In Shandra kann man sich nur verlieben: Die brünette Teufelsanbeterin (gefühlt ein mütterlicheres Lichtdouble für Barbara Steele) machte schon zum enigmatischen Intro hin Straßenlampen sowie Teens im Rücksitz unsicher, dass man ihr in okkulte Wesenszustände folgte - mit beschwingter Gastfreundlichkeit lädt sie dann aber noch Joe und dessen Frau zu sich nach Hause ein, die Materie zumindest mal als Schmöker für zwischendurch anzutesten. Der Spiegel im Hause Shandras ist unserem Joe schon so suspekt, dass er diesem mehrmals chargierend zuzwinkern muss, ob sich da denn nun wirklich ein noch dralleres Wesen vom Satanskult befände, aber schwamm drüber, die Anleitungen zur schwarzen Magie sind ihm lesenswerter als gedacht!

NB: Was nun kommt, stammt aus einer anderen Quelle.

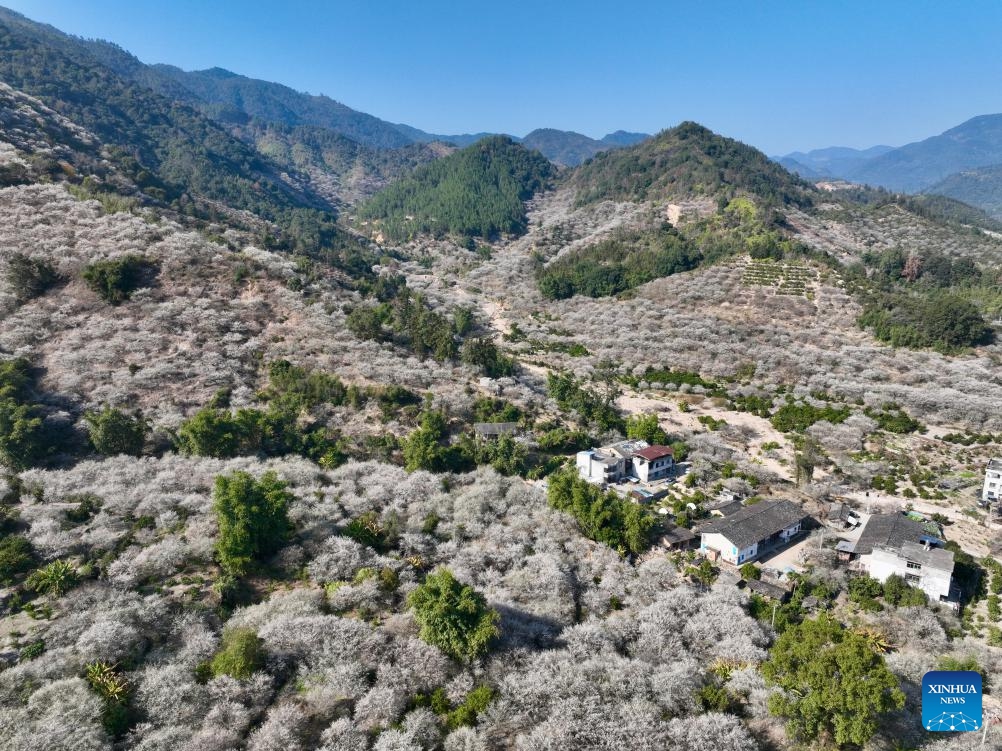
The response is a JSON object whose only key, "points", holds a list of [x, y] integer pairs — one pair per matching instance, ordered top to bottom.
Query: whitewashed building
{"points": [[625, 460], [992, 490], [752, 532], [920, 565]]}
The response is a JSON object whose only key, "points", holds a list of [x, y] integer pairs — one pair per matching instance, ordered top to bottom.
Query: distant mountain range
{"points": [[231, 98], [834, 161], [964, 162]]}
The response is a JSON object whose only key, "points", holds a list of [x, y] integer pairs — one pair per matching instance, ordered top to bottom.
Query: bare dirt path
{"points": [[755, 431]]}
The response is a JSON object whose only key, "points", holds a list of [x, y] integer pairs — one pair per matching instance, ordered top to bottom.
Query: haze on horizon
{"points": [[782, 76]]}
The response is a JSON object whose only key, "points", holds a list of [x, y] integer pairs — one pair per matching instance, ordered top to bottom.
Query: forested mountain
{"points": [[226, 96], [563, 146], [169, 150], [685, 160], [834, 161], [917, 166], [981, 187], [478, 191], [253, 500]]}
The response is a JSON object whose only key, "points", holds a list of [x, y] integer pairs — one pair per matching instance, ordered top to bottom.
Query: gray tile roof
{"points": [[757, 522], [888, 530], [932, 558], [766, 589]]}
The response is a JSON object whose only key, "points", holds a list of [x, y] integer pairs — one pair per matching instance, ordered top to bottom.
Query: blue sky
{"points": [[779, 75]]}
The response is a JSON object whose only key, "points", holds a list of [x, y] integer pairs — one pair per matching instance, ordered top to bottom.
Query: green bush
{"points": [[618, 263], [28, 277], [114, 280], [940, 320], [482, 352], [799, 416], [645, 428], [112, 433], [602, 516], [254, 519], [16, 557], [56, 579], [453, 617], [31, 650], [239, 656], [835, 684], [465, 715]]}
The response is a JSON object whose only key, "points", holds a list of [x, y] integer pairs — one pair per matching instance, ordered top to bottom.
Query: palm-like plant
{"points": [[56, 578], [106, 681]]}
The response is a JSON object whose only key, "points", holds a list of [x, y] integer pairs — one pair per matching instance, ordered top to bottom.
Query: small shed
{"points": [[678, 538], [845, 550]]}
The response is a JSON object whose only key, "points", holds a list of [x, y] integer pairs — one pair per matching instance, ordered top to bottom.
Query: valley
{"points": [[300, 412]]}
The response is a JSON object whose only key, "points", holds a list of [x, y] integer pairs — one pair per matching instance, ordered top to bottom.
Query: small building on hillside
{"points": [[626, 460], [652, 463], [992, 490], [891, 530], [752, 532], [920, 565], [769, 590]]}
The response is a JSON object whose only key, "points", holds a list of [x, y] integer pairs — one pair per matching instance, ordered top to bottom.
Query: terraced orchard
{"points": [[798, 279]]}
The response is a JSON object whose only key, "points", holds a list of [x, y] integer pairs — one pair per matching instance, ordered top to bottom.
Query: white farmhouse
{"points": [[624, 460], [993, 481], [752, 532], [930, 569]]}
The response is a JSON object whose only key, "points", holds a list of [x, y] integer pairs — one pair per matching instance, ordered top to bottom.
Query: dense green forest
{"points": [[170, 151], [686, 160], [475, 192], [624, 261], [923, 300]]}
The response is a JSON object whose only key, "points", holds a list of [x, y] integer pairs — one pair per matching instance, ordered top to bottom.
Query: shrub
{"points": [[28, 278], [114, 280], [944, 321], [482, 352], [799, 416], [645, 428], [112, 433], [209, 433], [23, 440], [253, 517], [602, 517], [16, 557], [56, 579], [453, 617], [31, 650], [240, 654], [834, 683], [115, 692], [465, 715]]}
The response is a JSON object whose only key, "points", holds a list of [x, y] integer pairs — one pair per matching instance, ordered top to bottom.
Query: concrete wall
{"points": [[884, 563]]}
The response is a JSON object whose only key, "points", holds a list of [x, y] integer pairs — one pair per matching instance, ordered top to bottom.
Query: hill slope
{"points": [[169, 150], [686, 160], [834, 161], [917, 166], [981, 187], [477, 191]]}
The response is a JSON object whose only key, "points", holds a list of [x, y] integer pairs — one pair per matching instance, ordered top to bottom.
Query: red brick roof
{"points": [[654, 452]]}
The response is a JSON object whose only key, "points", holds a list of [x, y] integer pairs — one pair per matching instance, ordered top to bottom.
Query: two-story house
{"points": [[992, 490]]}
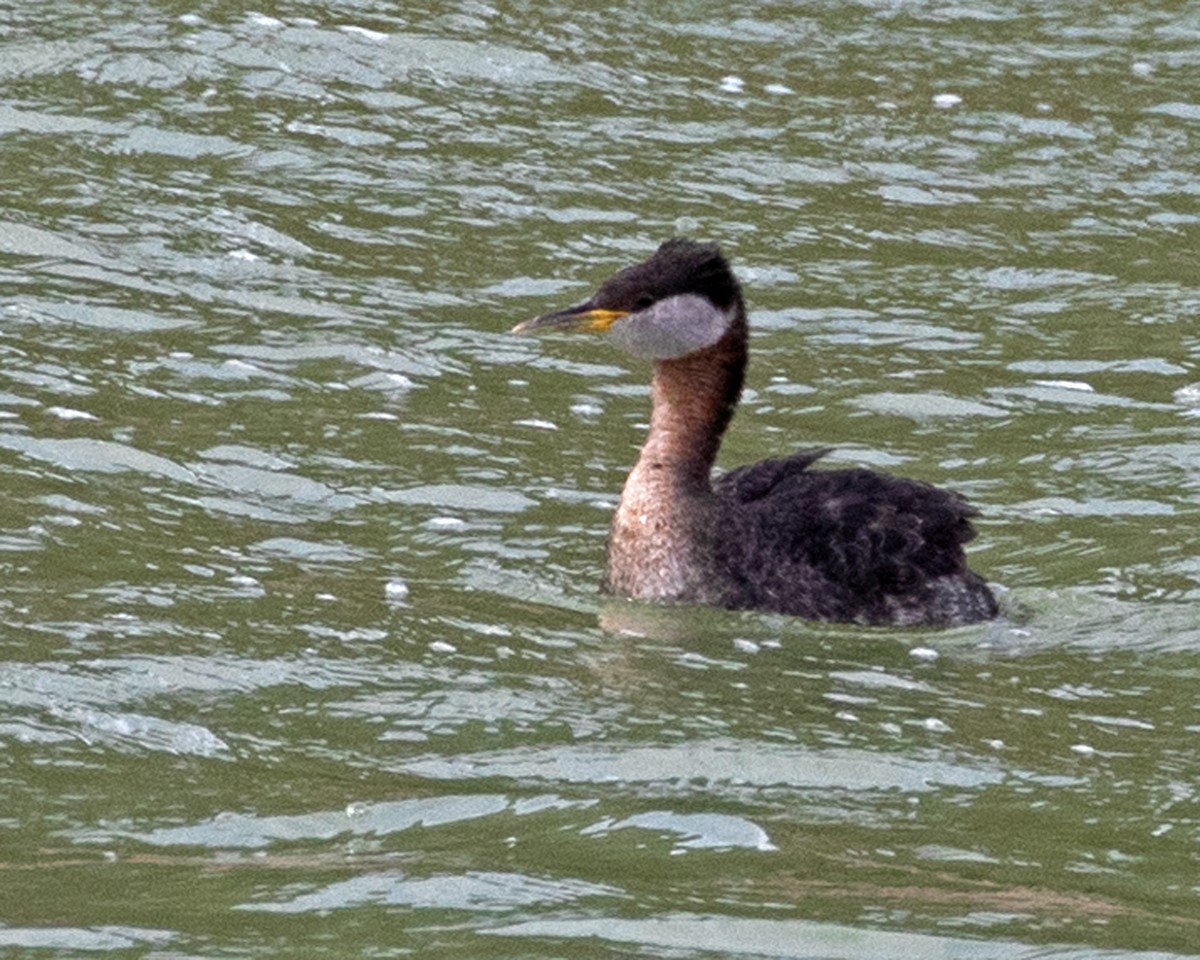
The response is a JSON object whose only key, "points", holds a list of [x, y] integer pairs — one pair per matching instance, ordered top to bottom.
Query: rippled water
{"points": [[301, 652]]}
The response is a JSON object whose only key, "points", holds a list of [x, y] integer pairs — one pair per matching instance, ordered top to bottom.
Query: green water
{"points": [[300, 649]]}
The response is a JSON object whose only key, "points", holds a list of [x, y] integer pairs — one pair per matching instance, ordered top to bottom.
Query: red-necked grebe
{"points": [[846, 545]]}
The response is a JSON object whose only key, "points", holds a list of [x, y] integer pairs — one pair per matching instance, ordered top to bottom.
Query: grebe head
{"points": [[681, 300]]}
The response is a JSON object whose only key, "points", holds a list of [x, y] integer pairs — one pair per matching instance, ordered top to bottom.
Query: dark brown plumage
{"points": [[844, 545]]}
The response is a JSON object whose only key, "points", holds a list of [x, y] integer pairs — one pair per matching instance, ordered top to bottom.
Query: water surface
{"points": [[300, 646]]}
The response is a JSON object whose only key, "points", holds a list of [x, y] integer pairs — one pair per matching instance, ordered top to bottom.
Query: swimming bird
{"points": [[843, 545]]}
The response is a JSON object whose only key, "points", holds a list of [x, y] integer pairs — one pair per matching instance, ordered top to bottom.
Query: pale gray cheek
{"points": [[672, 328], [642, 337]]}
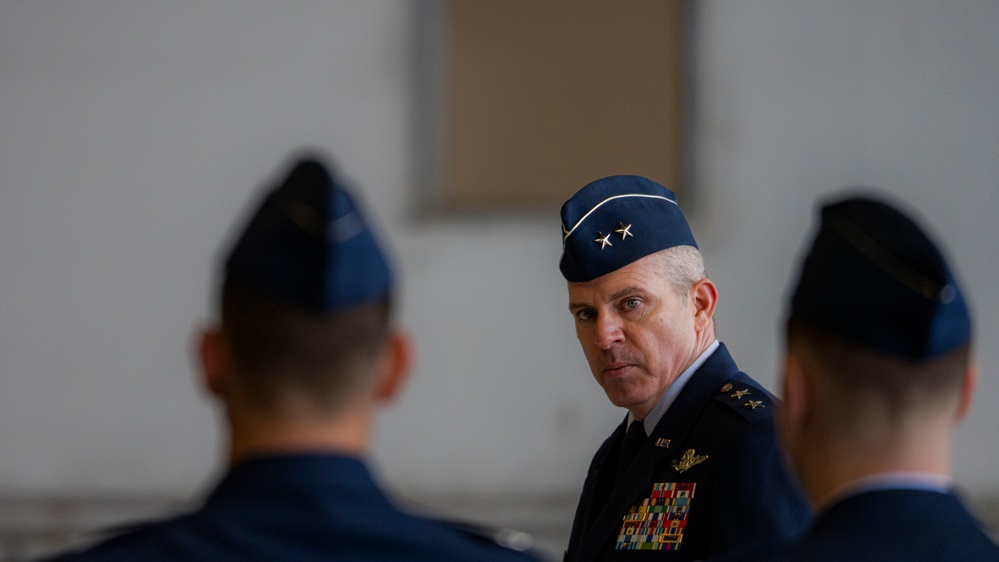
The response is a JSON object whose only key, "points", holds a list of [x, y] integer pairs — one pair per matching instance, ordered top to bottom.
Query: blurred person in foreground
{"points": [[304, 354], [877, 376], [694, 469]]}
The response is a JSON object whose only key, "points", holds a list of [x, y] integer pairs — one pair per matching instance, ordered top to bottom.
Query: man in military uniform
{"points": [[304, 353], [877, 377], [694, 469]]}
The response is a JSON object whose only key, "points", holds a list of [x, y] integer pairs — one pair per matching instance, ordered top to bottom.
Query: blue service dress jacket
{"points": [[709, 478], [301, 508], [887, 526]]}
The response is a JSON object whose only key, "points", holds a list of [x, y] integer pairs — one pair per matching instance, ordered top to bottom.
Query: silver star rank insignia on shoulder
{"points": [[689, 459]]}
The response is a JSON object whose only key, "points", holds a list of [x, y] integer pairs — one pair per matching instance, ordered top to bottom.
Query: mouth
{"points": [[617, 369]]}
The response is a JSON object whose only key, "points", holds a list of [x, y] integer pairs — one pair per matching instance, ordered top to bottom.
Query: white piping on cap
{"points": [[595, 207]]}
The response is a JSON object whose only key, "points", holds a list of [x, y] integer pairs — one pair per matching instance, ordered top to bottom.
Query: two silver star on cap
{"points": [[604, 239]]}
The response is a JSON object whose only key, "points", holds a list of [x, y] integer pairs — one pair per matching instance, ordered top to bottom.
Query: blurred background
{"points": [[133, 134]]}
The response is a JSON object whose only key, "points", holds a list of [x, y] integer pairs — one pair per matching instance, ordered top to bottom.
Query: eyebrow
{"points": [[631, 290]]}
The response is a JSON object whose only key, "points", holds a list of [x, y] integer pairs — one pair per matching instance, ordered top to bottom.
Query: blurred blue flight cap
{"points": [[615, 221], [308, 244], [875, 278]]}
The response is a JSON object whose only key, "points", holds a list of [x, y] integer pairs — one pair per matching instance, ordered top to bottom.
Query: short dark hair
{"points": [[278, 347], [897, 383]]}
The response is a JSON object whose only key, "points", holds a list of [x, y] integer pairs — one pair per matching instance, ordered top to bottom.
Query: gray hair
{"points": [[682, 266]]}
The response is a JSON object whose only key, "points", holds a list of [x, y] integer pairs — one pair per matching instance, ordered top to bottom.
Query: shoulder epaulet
{"points": [[746, 399], [509, 539]]}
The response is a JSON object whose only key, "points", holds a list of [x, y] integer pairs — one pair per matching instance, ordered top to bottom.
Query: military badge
{"points": [[689, 459], [658, 521]]}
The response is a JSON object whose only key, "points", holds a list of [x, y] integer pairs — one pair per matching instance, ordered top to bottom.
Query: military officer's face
{"points": [[637, 331]]}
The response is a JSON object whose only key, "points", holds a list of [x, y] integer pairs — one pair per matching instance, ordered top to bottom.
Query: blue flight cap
{"points": [[615, 221], [308, 244], [875, 278]]}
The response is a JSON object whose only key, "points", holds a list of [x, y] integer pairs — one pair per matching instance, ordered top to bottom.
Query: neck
{"points": [[259, 435], [837, 460]]}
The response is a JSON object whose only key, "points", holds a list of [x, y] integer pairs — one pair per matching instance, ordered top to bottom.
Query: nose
{"points": [[608, 331]]}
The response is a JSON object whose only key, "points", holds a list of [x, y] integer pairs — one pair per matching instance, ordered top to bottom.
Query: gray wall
{"points": [[133, 133]]}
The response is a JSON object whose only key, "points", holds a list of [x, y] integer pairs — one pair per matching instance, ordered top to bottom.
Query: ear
{"points": [[703, 298], [213, 354], [396, 364], [968, 385]]}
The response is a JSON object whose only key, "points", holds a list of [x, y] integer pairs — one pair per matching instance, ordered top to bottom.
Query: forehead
{"points": [[641, 276]]}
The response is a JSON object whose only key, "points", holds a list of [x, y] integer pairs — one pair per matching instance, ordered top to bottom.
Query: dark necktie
{"points": [[632, 442]]}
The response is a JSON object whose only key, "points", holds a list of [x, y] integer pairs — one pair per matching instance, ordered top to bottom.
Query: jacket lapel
{"points": [[675, 424]]}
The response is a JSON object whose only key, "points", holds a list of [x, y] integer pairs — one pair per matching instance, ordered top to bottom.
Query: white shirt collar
{"points": [[656, 414]]}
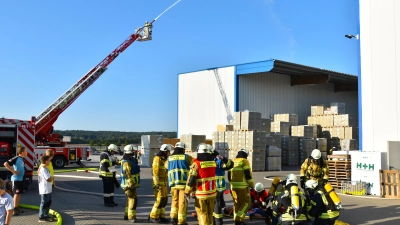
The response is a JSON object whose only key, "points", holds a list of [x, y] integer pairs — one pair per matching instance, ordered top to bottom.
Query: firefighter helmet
{"points": [[180, 145], [113, 147], [165, 147], [204, 148], [129, 149], [244, 150], [316, 154], [291, 178], [311, 184], [259, 187]]}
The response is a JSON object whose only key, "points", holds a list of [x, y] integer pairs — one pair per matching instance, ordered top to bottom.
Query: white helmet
{"points": [[180, 145], [113, 147], [165, 147], [204, 148], [129, 149], [244, 150], [316, 154], [291, 179], [311, 184], [259, 187]]}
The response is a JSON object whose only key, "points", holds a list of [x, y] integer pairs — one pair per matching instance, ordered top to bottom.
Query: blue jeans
{"points": [[45, 203]]}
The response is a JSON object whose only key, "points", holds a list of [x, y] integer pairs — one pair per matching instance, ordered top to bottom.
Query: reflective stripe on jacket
{"points": [[105, 163], [178, 170], [159, 171], [130, 173], [238, 179], [205, 182], [329, 214]]}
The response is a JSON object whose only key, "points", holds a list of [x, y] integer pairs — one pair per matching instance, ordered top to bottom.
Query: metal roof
{"points": [[294, 69]]}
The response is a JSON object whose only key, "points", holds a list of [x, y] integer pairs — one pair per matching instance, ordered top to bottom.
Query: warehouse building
{"points": [[208, 97]]}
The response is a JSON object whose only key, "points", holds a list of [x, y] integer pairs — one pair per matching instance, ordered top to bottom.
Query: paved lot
{"points": [[83, 204]]}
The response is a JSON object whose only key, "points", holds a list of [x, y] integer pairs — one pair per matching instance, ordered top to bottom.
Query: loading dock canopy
{"points": [[302, 75]]}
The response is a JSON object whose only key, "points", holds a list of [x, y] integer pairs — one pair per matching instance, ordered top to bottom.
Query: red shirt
{"points": [[262, 197]]}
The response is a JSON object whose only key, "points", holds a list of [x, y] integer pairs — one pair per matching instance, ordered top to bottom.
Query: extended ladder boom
{"points": [[229, 116], [46, 119]]}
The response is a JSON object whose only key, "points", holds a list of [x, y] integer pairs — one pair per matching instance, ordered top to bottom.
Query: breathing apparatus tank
{"points": [[274, 185], [294, 193], [332, 194]]}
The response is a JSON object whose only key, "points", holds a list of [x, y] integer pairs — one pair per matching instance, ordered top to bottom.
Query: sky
{"points": [[47, 46]]}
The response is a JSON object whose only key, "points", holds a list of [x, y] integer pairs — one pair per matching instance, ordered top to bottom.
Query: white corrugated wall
{"points": [[380, 73], [271, 93], [200, 105]]}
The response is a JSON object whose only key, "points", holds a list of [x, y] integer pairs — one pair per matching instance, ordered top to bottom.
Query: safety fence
{"points": [[389, 180]]}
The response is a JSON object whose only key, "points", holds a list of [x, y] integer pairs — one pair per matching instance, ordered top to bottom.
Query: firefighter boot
{"points": [[112, 201], [107, 202]]}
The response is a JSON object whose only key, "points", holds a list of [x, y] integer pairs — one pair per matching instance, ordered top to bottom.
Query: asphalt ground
{"points": [[83, 202]]}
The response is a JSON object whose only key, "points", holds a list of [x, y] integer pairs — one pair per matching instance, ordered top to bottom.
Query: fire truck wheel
{"points": [[59, 161]]}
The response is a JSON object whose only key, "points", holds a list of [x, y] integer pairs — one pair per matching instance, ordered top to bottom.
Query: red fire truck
{"points": [[14, 133], [37, 134]]}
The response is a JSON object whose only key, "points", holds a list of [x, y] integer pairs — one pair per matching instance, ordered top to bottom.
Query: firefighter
{"points": [[223, 164], [314, 168], [159, 171], [178, 171], [107, 174], [240, 178], [130, 180], [202, 182], [260, 199], [289, 207], [322, 207]]}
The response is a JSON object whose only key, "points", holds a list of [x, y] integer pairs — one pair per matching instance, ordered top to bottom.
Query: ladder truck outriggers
{"points": [[36, 134]]}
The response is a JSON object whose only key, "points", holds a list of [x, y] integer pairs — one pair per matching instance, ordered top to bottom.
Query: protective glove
{"points": [[303, 182], [187, 197], [264, 204]]}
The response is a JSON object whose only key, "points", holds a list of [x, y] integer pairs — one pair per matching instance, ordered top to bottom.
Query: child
{"points": [[50, 153], [45, 189], [6, 204]]}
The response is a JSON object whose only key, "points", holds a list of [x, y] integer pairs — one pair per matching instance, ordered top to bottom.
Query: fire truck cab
{"points": [[14, 133]]}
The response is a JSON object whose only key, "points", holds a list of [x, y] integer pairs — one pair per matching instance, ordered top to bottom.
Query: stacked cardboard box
{"points": [[317, 110], [291, 118], [347, 120], [265, 125], [283, 128], [304, 131], [351, 132], [192, 141], [322, 144], [349, 144]]}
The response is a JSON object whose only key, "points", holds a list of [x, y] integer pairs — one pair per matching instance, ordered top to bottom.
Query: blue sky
{"points": [[47, 46]]}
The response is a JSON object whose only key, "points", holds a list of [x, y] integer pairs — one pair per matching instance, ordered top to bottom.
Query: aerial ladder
{"points": [[229, 116], [44, 121]]}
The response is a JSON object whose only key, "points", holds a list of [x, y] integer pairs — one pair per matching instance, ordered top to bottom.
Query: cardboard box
{"points": [[223, 128]]}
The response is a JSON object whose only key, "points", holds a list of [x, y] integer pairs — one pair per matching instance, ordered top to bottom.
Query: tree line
{"points": [[104, 138]]}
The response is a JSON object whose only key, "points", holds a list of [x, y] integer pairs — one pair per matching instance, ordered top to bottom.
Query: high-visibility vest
{"points": [[105, 163], [178, 170], [159, 171], [135, 173], [220, 175], [238, 179], [205, 182], [331, 212], [301, 214]]}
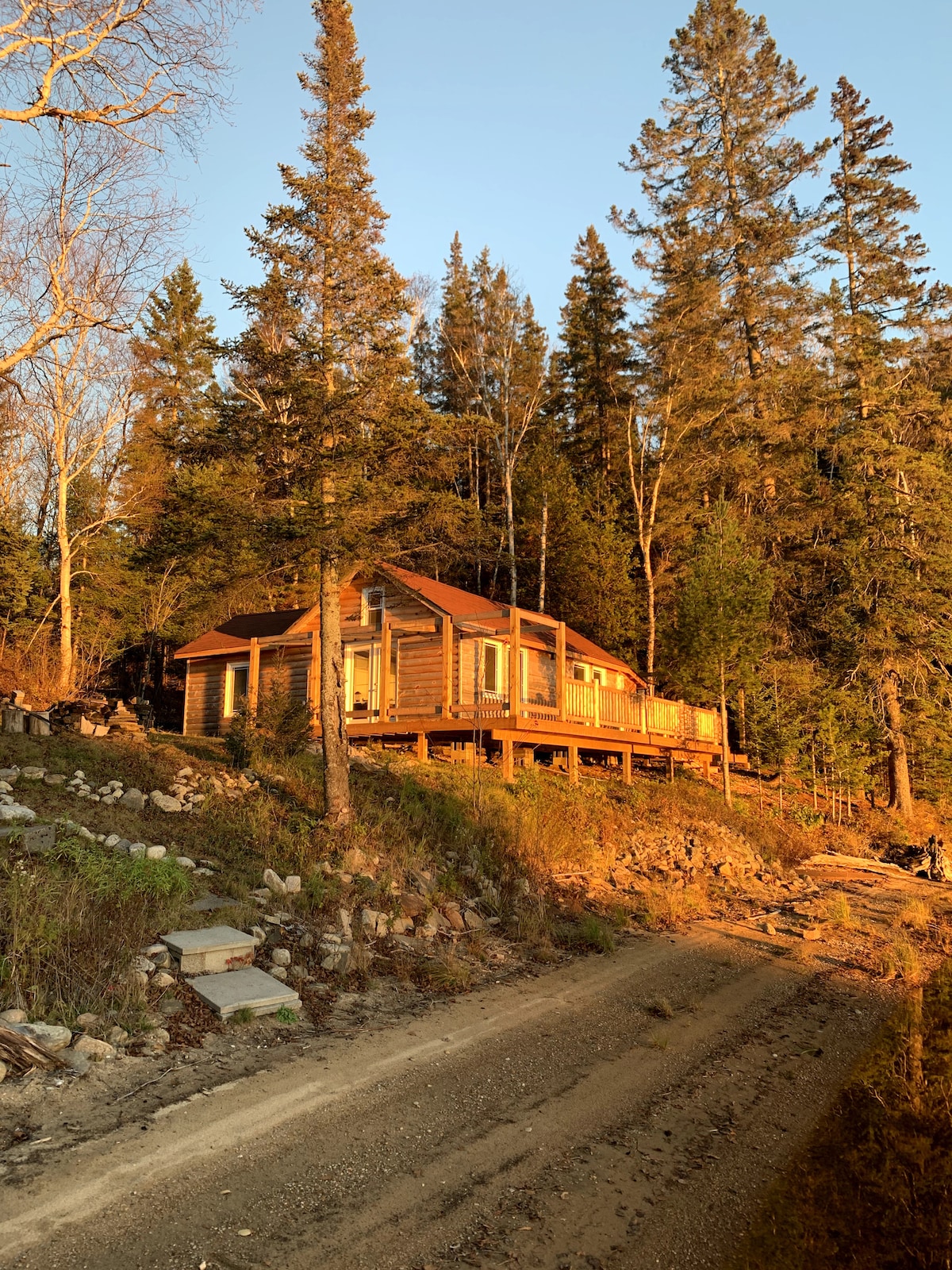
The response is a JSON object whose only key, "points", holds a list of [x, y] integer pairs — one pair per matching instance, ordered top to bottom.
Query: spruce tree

Kein Wunder bei einem Film, der sich für längere Zeit in seine Umwelt vergucken kann, den Pflanzen und Möbeln des Mittelstandes im Auge der Sonne frönt, ebenso die schönsten Details mit Tapetenmustern aus der „Bettwurst“ koppelt – größtenteils zu Totalen, die einem beim Selber-Einrichten enorm behilflich sein dürften, fern jeder Schäbigkeit rangieren. Da muss der Herr Gatte schon absichtsvoll die Opa-Pfeife paffen, Mary im strategisch durchsichtigen Nachthemd schlummern lassen und derweil ebenso den Voyeur geben, wenn er bei Shandra vom Hofe aus ins Schlafgemach glotzt und beschreibt, welch faszinierend schreckliche Rituale er da zu Gesicht bekommt. In Wirklichkeit verbringt die Begaffte traute Zweisamkeit mit ihrem Sukkubus (Helga Anders trifft Brigitte Bardot), cremt das gut bestückte Mädel ein und verwandelt sich per Stopptrick in einen Adonis mit markanter Kinnlade, der bei Bergman hätte anheuern können. Der Cunnilingus für die Frau ist da nur recht, der Wechsel an Beglückung ist der Kamera dementsprechend Sinnespflicht, zudem von höchster Entspannung noch in Joes Träumen unterwegs, dass er den Morgen danach keine Brille mehr braucht. Mary erscheint das rätselhaft und führt sie scheu wie ein Rehlein angetrabt in Shandras Hinterhof, wo sich der Sukkubus (mal unter blonder o. schwarzer Perücke) via Salz und Kerzen eine ganz dufte Zaubereinlage kredenzt, wie die Bäume drum herum über dem Erdboden thront und dafür der Ehrfurcht halber alle Natürlichkeiten auspackt. 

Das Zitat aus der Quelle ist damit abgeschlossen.